Hepatitis is a viral disease that causes acute and chronic liver infections.

It is one of the deadly virus infections which affects almost 7 million people a year.

This severe and contagious disorder can be prevented by the use of hepatitis-B vaccination.

The hepatitis B vaccine was produced previously by the use of the live hepatitis virus.

This version of the vaccine was a live vaccine as it had viral particles which are devoid of virulence.

The virulence is removed by attenuation so that they are no longer pathogenic. So, when introduced into the body, the body’s immune system develops antibodies to combat them. Thus the immunity to new infection develops.

But these vaccines are unsafe and non-reliable due to problems of emergence of virulence in immune-compromised patients.

Also, there is a trend of decline in the immunity of humans.

So once administered, the vaccines can turn virulent and cause infection.

To avoid this and provide effective prevention, hepatitis-B subunit vaccines are used.

These vaccines are manufactured using genetic engineering technology.

The subunits vaccines are the antigens of the virus and can evoke an immune reaction.

Further, these subunits are not the virus as a whole, so no chances of virulence.

But the subunits are hard to collect and even multiply as they are not organisms. Further, their size is also very small.

So the steps in the production of the hepatitis B vaccine are quite lengthier than the routine steps of the five steps of genetic engineering.
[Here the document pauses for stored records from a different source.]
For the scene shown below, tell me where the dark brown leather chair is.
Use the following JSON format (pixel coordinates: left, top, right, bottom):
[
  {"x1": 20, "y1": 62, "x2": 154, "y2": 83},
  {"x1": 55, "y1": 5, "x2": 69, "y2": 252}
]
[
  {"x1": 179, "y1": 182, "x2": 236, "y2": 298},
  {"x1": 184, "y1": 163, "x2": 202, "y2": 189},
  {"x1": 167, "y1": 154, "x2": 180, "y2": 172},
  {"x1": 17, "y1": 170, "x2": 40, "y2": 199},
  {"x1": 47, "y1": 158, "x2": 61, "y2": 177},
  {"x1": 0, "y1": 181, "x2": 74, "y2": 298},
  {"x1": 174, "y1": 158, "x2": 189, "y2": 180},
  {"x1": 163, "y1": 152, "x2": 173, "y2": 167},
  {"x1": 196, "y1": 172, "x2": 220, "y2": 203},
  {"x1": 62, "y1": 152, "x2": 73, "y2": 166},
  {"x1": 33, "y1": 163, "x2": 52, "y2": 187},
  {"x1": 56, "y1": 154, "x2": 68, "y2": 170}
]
Production of Hepatitis B Vaccine

Production of Hepatitis B Vaccine

1. Isolation of the Whole-genome of the hepatitis-B virus:

2. Cloning of the genome with plasmid and its multiplication

3. The release of the sequence coding for HBs antigen.

4. Ligate with a yeast expression vector

5. Transform in Saccharomyces and allow for vaccine formation.

Isolation of the genome from the virus is the first step. An entire genome of 2kb is isolated, which codes for HB ag on the virus body.

But the quantity can be less and viruses are also not readily multiplied in labs. So the gene is multiplied by the use of plasmid. The plasmid has the inherent tendency to multiply.

These plasmids with genomes are introduced into bacteria for replication and multiplication. Many plasmids with the gene are produced.

From these sufficient genomes, the required gene coding for HBs is cleaved by the use of restriction endonucleases.

These are the enzymes that cut DNA molecules at precise points.

Once the required gene is formed, it is again taken and cloned with another vector, namely the yeast expression vector.

Here the yeast expression vector has alcohol dehydrogenase-1 (a strong promoter gene) by the side. Also, there is leucine 2 as a marker.

The enzyme DNA ligase is used for the ligation (cloning) of the gene with a yeast vector.

Then this newly formed vector is transformed into Saccharomyces cerevisiae bacteria.

The transformed cells are allowed to grow in culture media and promote gene expression. The vaccine is formed and is present in the body of the bacterial cell.

The bacterial cells are lysed, and the solution is centrifuged.

By this, the HBs gene is obtained in the supernatant. This vaccine is isolated and allowed to form aggregates with silver.

Unlike routine steps of rDNA technology, here we use two vectors. One is for the multiplication of viral genes. The other is to transfer the HBs gene into bacteria from where it is expressed.

The hepatitis B vaccine is given as an intramuscular injection. It is administered in three doses and the second and third doses are given after one month and six months, respectively.